私と星さんの作品の出会いは、たぶん9~10歳の頃。私の田舎にあった小さな図書館に、星新一小説が何冊かあった。中でもとりわけ鮮明に覚えているのが、「ボッコちゃん」でした。

星新一作品はすごく読みやすくて、それこそ子供でも理解しやすい。それでいて物語はなかなか奇抜で、考えさせられるようなものが多いです。

私にとっては、とても思い出深く、今のSF的な頭の中の妄想回路は、星新一作品によって鍛えられたといってもいいと思います。

「頭の中でイメージする絵本」。これが星さんの作品に対する私の思いです。

ちなみに何作品か、YouTubeのアニメにもなっているので、探してみるといいですよ。

星さんは、残念ながら1997年にお亡くなりになりました。

“星新一賞”にAIの書いた小説が

星新一賞Web page

で、この星新一の名を冠した賞というのがあります。⽇経「星新⼀賞」です。

こちら得意のWikiさんからですが、

2013年より始まった⽇本経済新聞社が主催する理系的な発想に基づいたショートショート、および短篇⼩説を対象とした公募⽂学賞。

ということです。

ここに、なんとAIの書いた小説というのも応募できることになっているんですよ。

AIが小説を書く。

そんなことが現状可能なのでしょうか?

書かれたのは、「きまぐれ人工知能プロジェクト作家ですのよ」という団体のようです。

こちら佐藤理史さんという名古屋大学大学院教授の方が所属する研究室は、この「きまぐれ人工知能プロジェクト作家ですのよ」のメンバーとして、2013年より小説の自動生成に関する研究を開始されたとのこと。この「きまぐれ人工知能プロジェクト作家ですのよ」は、星新一賞の協力団体としても名前が載っています。
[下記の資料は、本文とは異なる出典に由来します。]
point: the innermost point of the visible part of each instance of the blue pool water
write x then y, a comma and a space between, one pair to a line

ネットで検索すると、第4回に応募したという「人狼知能能力測定テスト」という作品と、その制作裏話というものが公開されています。

評者曰く、「なかなかのもの」という話でしたので、ちょっとワクワクしながら読んでみましたが。

やばい、すごいつまんない。

申し訳ないけど、全然面白くない。

しかもわかりづらくて3回読み返しました。そして読後感を味わってみたのですが。

何を心に残していいかもわからないくらいの出来ではないかと思います。

すみません、Kusunoko-CI、(今は)あんまり人の作品にケチつけることはしないタイプなんですが、これはさすがにひどい。

ただのこの人狼ゲームとかいうゲームの流れを、話者を変えて(異なるAI視点で)追いかけてるだけじゃん。

そして、ラストも何の落ちもない。捻りもない。感動もない。ブラックユーモアもない。

文章が自動生成できるようになったから、自動生成しました。というレベル。

うーん、ちょっと残念だなぁこれは。

皆さんも一度読んでみてください。もしかしたら面白いと思うかもしれない。単に私の嗜好に合わないだけかもしれないですし。

「人狼知能能力測定テスト」勝手な感想

この⽇経「星新⼀賞」のWeb pageにも、この「きまぐれ人工知能プロジェクト作家ですのよ」という団体から以下のようなメッセージが載せられていました。

人工知能にとって創造性は依然として高い壁になっていますが、引き続き星新一さんのようなショートショートが作れるように頑張っていきます。人工知能にシナリオを作らせる部分の開発を本格化させたいと思っています。

うん。がんばってください。

私は小説家でもないですし、本の批評家でもない。ただただ、星新一さんの作品が好きだったというだけの人間ですが、この「人狼知能能力測定テスト」という作品を読んだ感想として、以下のような気持ちがわいてきました。

  • 文章がわかりづらい
  • イメージがわかない
  • わかりづらくてイメージがわかないので、登場人物に何も感じることができない
  • 読んでいてワクワクもしなければ、ドキドキもしない
  • えーっ!? といういい意味での裏切りもない
  • あーなるほど、というその後のストーリーを自分で展開させたくなるようなラストでもない
  • 読んだ後に、通常読了後に起こる「ストーリーを反芻して味わいたい気持ち」もわいてこない

だいたいこんな感じで、もっと楽しめるものが読みたいと、純粋に感じてしまいました。

結局、小説というものは、なんだかんだ言って娯楽ですからね。面白くないと何の意味もない。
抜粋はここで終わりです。